Setup for Access Management for EMR Serverless¶

Configure¶

Self Managed

Perform following steps to configure EMR Serverless connector:

SSH into the instance where Privacera Manager is installed.

Navigate to the /config and copy the sample variables by running the following command:

Bash
cd ~/privacera/privacera-manager/config
cp -n sample-vars/vars.emr-serverless.yml custom-vars/
vi custom-vars/vars.emr-serverless.yml

Modify the following properties.

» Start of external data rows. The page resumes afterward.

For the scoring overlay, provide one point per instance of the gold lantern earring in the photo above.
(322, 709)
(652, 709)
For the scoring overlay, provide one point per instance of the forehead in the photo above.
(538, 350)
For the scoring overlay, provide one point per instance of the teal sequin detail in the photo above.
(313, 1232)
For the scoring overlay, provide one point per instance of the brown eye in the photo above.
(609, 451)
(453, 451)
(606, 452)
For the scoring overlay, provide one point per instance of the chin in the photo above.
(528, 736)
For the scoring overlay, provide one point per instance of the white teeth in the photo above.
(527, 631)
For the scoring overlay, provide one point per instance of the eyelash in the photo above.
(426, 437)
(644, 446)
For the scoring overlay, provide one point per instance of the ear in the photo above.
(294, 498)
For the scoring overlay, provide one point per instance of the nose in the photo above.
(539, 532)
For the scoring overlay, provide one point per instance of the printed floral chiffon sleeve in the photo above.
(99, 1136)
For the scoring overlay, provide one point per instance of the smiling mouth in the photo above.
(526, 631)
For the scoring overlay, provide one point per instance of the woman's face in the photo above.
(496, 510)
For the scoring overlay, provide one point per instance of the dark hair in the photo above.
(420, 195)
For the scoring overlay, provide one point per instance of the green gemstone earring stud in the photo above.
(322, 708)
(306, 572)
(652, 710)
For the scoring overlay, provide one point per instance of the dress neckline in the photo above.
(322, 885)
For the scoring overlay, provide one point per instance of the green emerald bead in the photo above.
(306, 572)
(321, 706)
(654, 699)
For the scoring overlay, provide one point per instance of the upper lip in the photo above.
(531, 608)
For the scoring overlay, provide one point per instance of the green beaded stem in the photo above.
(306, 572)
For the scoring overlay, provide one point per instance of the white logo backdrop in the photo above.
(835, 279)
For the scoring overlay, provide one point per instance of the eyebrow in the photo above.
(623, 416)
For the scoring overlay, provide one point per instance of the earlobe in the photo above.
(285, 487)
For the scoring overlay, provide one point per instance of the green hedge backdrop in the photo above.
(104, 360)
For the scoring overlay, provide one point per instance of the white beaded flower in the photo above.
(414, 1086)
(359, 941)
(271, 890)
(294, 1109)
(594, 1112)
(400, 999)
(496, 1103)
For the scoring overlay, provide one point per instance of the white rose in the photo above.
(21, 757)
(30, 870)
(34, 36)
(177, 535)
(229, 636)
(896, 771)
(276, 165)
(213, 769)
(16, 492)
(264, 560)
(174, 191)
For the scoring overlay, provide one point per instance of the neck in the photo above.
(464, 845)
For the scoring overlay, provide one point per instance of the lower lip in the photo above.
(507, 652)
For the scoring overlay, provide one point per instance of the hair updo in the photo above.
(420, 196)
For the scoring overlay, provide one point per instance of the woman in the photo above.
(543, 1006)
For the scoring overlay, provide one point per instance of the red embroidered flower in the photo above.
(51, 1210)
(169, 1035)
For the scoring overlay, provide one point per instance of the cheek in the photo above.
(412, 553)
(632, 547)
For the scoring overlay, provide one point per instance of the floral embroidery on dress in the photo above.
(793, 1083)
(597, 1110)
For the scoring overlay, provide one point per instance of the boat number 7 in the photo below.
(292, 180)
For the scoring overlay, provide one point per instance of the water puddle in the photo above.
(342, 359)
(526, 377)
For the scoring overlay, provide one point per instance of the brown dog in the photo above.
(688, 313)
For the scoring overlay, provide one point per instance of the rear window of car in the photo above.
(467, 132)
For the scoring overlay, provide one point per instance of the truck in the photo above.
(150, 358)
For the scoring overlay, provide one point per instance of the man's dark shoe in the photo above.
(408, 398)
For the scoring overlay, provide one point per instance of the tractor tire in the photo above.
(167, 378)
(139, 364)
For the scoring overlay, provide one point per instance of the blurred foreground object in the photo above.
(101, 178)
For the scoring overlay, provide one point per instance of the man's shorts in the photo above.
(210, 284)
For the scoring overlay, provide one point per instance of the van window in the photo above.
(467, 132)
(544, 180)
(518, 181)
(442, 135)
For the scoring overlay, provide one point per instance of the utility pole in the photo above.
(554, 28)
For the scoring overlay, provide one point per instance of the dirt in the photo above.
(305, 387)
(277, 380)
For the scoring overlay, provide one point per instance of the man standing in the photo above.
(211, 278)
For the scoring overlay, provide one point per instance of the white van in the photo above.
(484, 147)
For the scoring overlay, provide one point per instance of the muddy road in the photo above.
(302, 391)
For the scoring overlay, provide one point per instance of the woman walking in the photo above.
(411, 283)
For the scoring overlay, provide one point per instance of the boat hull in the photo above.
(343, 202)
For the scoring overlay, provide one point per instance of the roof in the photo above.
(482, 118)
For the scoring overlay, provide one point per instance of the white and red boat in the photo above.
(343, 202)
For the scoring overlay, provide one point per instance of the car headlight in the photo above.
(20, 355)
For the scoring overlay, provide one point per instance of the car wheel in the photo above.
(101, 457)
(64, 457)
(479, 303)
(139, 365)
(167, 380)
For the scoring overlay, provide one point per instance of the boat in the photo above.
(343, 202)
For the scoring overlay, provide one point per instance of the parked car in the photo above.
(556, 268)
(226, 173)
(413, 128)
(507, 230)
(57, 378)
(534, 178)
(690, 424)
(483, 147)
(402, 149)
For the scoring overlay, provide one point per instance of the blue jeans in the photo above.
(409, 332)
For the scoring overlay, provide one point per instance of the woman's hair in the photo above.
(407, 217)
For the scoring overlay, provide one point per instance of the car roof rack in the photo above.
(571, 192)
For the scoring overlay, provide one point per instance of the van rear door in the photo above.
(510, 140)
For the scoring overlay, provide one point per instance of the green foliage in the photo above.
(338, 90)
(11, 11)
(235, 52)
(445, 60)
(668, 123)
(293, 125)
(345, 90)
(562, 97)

You can get the supported versions from the AWS EMR Serverless from AWS EMR Serverless Versions

Tip

EMR_SERVERLESS_VERSION is the EMR Serverless Spark Docker image tag, which you can get from this link. Use only image:tag format, e.g., emr-7.0.0:latest

Bash
EMR_SERVERLESS_ENABLE: "true"

# EMR serverless version e.g. emr-7.2.0:latest
EMR_SERVERLESS_VERSION: "<PLEASE_CHANGE>"

# The unique name of the EMR Serverless application within your AWS account 
# to avoid conflicts with other applications. Example: privacera1-emr-serverless
EMR_SERVERLESS_APP_NAME: "<PLEASE_CHANGE>"

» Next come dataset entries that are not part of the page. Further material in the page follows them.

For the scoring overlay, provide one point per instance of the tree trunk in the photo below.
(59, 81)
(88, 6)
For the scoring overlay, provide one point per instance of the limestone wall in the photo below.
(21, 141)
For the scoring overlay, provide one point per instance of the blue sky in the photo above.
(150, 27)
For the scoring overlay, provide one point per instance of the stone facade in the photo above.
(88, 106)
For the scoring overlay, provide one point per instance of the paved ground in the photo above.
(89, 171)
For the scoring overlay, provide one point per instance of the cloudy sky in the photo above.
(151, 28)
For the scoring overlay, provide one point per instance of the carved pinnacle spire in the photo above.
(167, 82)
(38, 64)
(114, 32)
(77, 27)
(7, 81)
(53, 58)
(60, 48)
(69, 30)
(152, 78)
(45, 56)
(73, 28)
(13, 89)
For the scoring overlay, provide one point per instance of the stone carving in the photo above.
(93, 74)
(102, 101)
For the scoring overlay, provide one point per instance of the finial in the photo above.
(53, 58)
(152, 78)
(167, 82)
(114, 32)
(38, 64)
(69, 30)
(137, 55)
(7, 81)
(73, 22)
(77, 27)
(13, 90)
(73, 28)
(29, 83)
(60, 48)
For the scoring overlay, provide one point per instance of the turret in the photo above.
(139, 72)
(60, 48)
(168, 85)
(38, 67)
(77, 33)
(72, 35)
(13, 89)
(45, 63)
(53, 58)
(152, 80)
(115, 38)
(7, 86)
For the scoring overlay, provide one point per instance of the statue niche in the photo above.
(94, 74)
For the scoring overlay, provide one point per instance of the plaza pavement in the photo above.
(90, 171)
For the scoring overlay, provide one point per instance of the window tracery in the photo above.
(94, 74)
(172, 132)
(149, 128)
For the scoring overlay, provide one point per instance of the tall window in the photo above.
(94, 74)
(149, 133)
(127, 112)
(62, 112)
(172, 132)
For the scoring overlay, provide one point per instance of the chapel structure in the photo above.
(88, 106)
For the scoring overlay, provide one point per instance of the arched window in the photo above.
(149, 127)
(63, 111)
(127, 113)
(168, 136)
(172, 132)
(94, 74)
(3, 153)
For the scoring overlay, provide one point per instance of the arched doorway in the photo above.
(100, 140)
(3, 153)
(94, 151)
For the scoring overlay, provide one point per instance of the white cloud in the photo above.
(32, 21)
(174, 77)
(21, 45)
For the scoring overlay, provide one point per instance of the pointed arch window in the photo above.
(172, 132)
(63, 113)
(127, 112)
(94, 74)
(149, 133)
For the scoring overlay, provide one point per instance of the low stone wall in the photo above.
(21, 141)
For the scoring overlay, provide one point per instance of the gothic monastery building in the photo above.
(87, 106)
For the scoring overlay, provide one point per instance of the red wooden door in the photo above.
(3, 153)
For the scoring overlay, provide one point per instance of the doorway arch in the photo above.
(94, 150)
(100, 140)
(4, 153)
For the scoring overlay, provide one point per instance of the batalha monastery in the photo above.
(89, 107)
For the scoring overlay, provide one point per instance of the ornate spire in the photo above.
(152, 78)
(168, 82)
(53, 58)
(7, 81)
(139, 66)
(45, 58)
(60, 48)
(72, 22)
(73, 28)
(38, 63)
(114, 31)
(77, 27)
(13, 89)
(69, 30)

Once the properties are configured, update your Privacera Manager platform instance by following the commands
Bash
1 2
cd ~/privacera/privacera-manager ./privacera-manager.sh post-install

Once the post-install process is complete, you will see emr-serverless folder in the ~/privacera/privacera-manager/output directory, with the following folder structure:

Bash
output/
├── emr-serverless/
│   ├── olac/
│   │   ├── Dockerfile_Privacera_Spark_OLAC
│   │   ├── setup_emrserverless_spark_olac.sh
│   │   ├── spark_custom_conf
│   │   │   ├── global-truststore.p12
│   │   │   ├── privacera_spark.properties
│   │   ├── spark_custom_conf.zip
│   ├── olac_fgac/
│   │   ├── Dockerfile_Privacera_Spark_OLAC_FGAC
│   │   ├── setup_emrserverless_spark_olac_fgac.sh
│   │   ├── spark_custom_conf
│   │   │   ├── auditserver-secrets-keystore.jks
│   │   │   ├── global-truststore.p12
│   │   │   ├── jwttoken.pub
│   │   │   ├── privacera_spark.properties
│   │   │   ├── ranger-plugin-keystore.p12
│   │   │   ├── ranger.jceks
│   │   ├── spark_custom_conf.zip

Build custom Docker image (Multi Architecture - AWS Intel/AMD64 and AWS Graviton)¶

This section is an reference for building a custom Docker image for EMR Serverless. Refer to the latest AWS documentation for customizing Docker images for EMR Serverless.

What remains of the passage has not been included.